Our study argued the need of using at least two independent virus key regions to avoid the false positive and negative results. The N gene is better to be avoided or should be interpreted with much caution. Otherwise, N late signals should be confirmed by testing another non structural region. The E target is the best one in terms of specificity; it presents the best agreement with non structural targets like IP2 and HKU Orf 1b with significant lower Ct values which may substitute the BERLIN RdRp to confirm positive E samples. Biologists should be aware about some alarm signals that should indicate close monitoring and investigating technical or molecular causes i.e. when using IPP or HKU protocol, any divergence between targets of more than 2 Ct values, when one target gives high positive signal while the other is totally negative and when a gene dropout is obtained for gene multiplex assays. Here, re-testing in singleplex should be performed as well as indicating sequencing. As the introduction of variants has worried the researchers about the reliability of RT-PCR protocols, which were established at the beginning of 2020 before the emergence of variants mutations, we recommend that all laboratories perform regular in silico analysis in order to assess the test performance. This could be limited for laboratories using commercial tests that do not specify exactly the primers and probes used.

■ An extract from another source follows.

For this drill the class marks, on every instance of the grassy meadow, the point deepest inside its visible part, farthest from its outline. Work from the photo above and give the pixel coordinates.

In conclusion, the data presented in this study show the importance of regularly assessing the used RT-PCR protocols especially in the context of new emerging variants. Our findings emphasize that although WHO approved, RT-PCR protocols should be evaluated by each laboratory. Molecular testing by RT-PCR is a double trapped weapon that any mis-interpretation may lead to false positive or negative results, impacting the COVID-19 surveillance.